Hitty is a handmade wooden doll crafted by a travelling peddlar sometime in the 1830s for a little girl in Maine. Hitty is conscious and aware of her surroundings, and though not entirely mobile, she is actually able to shift slightly from time to time, and somehow by the end of the book she is happily writing her memoirs with a quill pen. In the course of the story she experiences many adventures, travels extensively, and suffers many dramatic turns of fortune. Her life on a whaling vessel ends with a terrible shipwreck, after which Hitty is seized by island “savages” and placed in a temple as some kind of idol. She is rescued from them and carried on to India, where she lives for a time in the basket of a snake charmer, along with his snake! American missionaries carry her back to Philadelphia, and she goes through several owners, but also spends quite a lot of time lost in sofa cushions and gathering dust in attics. As the story continues she is plucked from the trash time and time again by those who appreciate her craftsmanship and intriguing expression. For a time she is a fashion doll in New York, meets author Charles Dickens, attends a concert by opera star Adellina Patti, and has the great American poet John Greenleaf Whittier write a poem about her. Stolen from a display at the New Orleans Exhibition, Hitty is even set adrift in a basket on the Mississippi River. All of her adventures lead her back to the very house in rural Maine where she began, and finally to an antique shop where she sits on a shelf and finds the time to write her memoirs.

Throughout her travails Hitty is rather prim and upright, but learns humility through her misfortunes, reminding herself when caked with Mississippi mud for example, that mud is very good for the complexion. While she does take great pride in her fancy outfits, as time goes on she is simply glad to fall into the hands of someone who will love and care for her, no matter how wealthy or poor they may be. Hitty’s views and attitudes toward the world reflect that of a 19th century New Englander, and the sequences involving the island tribe and the Indian snake charmer are not exactly the most enlightened – she regards “heathens” and “savages” with the same condescension, distaste and fear as her young mistress. Thankfully her view of the poor African-American family who fish her out of the Mississippi is warmer, as she is grateful to be loved by a little girl again and appreciates her new home, though it be rough and spare.

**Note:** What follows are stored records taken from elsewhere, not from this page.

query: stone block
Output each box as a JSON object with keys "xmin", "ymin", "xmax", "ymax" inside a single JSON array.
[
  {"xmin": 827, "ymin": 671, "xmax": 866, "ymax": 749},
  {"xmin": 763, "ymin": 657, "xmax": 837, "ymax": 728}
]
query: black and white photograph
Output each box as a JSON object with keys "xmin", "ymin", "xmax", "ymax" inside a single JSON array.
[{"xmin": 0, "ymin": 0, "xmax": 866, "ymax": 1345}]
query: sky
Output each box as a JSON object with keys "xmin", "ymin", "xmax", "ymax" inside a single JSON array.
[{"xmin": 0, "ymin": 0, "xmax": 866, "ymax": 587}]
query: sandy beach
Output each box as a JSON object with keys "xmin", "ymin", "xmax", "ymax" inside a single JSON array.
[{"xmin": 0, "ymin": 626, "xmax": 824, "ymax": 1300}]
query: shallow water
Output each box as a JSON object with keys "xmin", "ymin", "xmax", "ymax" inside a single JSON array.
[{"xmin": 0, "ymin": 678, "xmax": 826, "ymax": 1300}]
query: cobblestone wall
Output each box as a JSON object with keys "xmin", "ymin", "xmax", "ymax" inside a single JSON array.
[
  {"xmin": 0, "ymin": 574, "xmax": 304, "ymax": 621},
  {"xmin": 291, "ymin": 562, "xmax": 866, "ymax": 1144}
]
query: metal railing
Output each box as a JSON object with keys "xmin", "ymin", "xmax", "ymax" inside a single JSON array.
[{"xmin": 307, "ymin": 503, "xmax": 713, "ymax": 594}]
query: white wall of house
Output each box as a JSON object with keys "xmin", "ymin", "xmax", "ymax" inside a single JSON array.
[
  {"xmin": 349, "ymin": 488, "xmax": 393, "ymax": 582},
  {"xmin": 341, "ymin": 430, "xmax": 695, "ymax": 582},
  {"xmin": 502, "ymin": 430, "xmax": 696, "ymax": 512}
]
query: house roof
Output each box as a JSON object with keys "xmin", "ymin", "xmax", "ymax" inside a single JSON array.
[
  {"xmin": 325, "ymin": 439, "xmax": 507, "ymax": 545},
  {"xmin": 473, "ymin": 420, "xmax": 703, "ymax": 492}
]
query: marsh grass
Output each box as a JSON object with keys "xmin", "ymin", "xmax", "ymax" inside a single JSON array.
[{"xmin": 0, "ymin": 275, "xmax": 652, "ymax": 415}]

Hitty is an interesting addition to the genre of ‘toy adventurer’ novels. Her long life covers a lot of American history, from whaling ships to automobiles, and at the end of the book the sight of an airplane in the sky fills her with wonder. As old as it is, this novel has aged pretty well – the language is not too outdated and the plot moves along in a lively, entertaining manner. Hitty’s spry, stoic reactions to the outrageous situations she finds herself in will charm readers young and old. My copy had illustrations by the wonderful illustrator Dorothy Lathrop, who also illustrated the Greenaway Medal-winning Animals of the Bible (click this link to see examples). Some of her Hitty illustrations are included below.

P.S. In 1999 children’s author Rosemary Wells and illustrator Susan Jeffers produced a storybook version of Hitty’s story, Rachel Field’s Hitty: Her First Hundred Years, in which Wells rewrote the story for more modern audiences, removing references to “heathens” and “savages” for example, and adding a few episodes of her own invention. I’m afraid I have not seen this version, but I gather the story differs significantly from the original.